Note
Access to this page requires authorization. You can try signing in or changing directories.
Access to this page requires authorization. You can try changing directories.
Databricks recommends that you use the COPY INTO command for incremental and bulk data loading for data sources that contain thousands of files.
In this tutorial, you use the COPY INTO command to load JSON data from a Unity Catalog volume into a Delta table in your Azure Databricks workspace. You use the Wanderbricks sample dataset as the data source. For more advanced ingestion use cases, see What is Auto Loader?.
Requirements
- Access to a compute resource. See Compute.
- A Unity Catalog-enabled workspace with permissions to create schemas and volumes in a catalog. See Connect to cloud object storage using Unity Catalog.
Step 1: Configure your environment
The code in this tutorial uses a Unity Catalog volume to store JSON source files. Replace <catalog> with a catalog where you have CREATE SCHEMA and CREATE VOLUME permissions. If you cannot run the code, contact your workspace administrator.
Create a notebook and attach it to a compute resource. Then run the following code to set up a schema and volume for this tutorial.
Python
# Set parameters and reset demo environment
catalog = "<catalog>"
username = spark.sql("SELECT regexp_replace(session_user(), '[^a-zA-Z0-9]', '_')").first()[0]
schema = f"copyinto_{username}_db"
volume = "copy_into_source"
source = f"/Volumes/{catalog}/{schema}/{volume}"
spark.sql(f"SET c.catalog={catalog}")
spark.sql(f"SET c.schema={schema}")
spark.sql(f"SET c.volume={volume}")
spark.sql(f"DROP SCHEMA IF EXISTS {catalog}.{schema} CASCADE")
spark.sql(f"CREATE SCHEMA {catalog}.{schema}")

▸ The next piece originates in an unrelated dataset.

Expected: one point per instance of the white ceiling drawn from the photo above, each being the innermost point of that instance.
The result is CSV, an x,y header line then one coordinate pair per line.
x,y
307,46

spark.sql(f"CREATE VOLUME {catalog}.{schema}.{volume}")
SQL
-- Reset demo environment
DROP SCHEMA IF EXISTS <catalog>.copy_into_tutorial CASCADE;
CREATE SCHEMA <catalog>.copy_into_tutorial;
CREATE VOLUME <catalog>.copy_into_tutorial.copy_into_source;
Step 2: Write sample data to the volume as JSON
The COPY INTO command loads data from file-based sources. Read from the Wanderbricks bookings sample table and write a batch of records as JSON files to your volume, simulating data arriving from an external system.
Python
# Write a batch of Wanderbricks bookings data as JSON to the volume
bookings = spark.read.table("samples.wanderbricks.bookings")
batch_1 = bookings.orderBy("booking_id").limit(20)

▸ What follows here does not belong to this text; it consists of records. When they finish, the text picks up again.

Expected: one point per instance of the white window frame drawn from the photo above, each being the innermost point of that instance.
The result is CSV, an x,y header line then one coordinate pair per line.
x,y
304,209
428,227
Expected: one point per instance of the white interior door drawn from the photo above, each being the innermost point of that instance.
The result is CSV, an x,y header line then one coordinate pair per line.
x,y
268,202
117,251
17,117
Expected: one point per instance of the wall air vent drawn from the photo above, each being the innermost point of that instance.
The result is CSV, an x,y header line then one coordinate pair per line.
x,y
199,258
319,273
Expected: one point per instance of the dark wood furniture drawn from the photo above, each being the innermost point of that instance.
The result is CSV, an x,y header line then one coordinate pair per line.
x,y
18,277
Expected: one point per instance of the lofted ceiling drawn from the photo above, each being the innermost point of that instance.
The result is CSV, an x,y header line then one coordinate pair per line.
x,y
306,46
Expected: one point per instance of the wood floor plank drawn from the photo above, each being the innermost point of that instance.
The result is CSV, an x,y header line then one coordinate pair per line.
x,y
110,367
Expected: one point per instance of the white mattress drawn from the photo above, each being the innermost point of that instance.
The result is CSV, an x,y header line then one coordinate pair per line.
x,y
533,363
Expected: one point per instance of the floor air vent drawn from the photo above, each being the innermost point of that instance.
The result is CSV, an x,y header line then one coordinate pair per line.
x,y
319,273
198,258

batch_1.write.mode("append").json(f"{source}/bookings")
SQL
Writing files to a volume requires Python. In a real-world workflow, this data would arrive from an external system.
%python
# Write a batch of Wanderbricks bookings data as JSON to the volume
bookings = spark.read.table("samples.wanderbricks.bookings")
batch_1 = bookings.orderBy("booking_id").limit(20)
batch_1.write.mode("append").json("/Volumes/<catalog>/copy_into_tutorial/copy_into_source/bookings")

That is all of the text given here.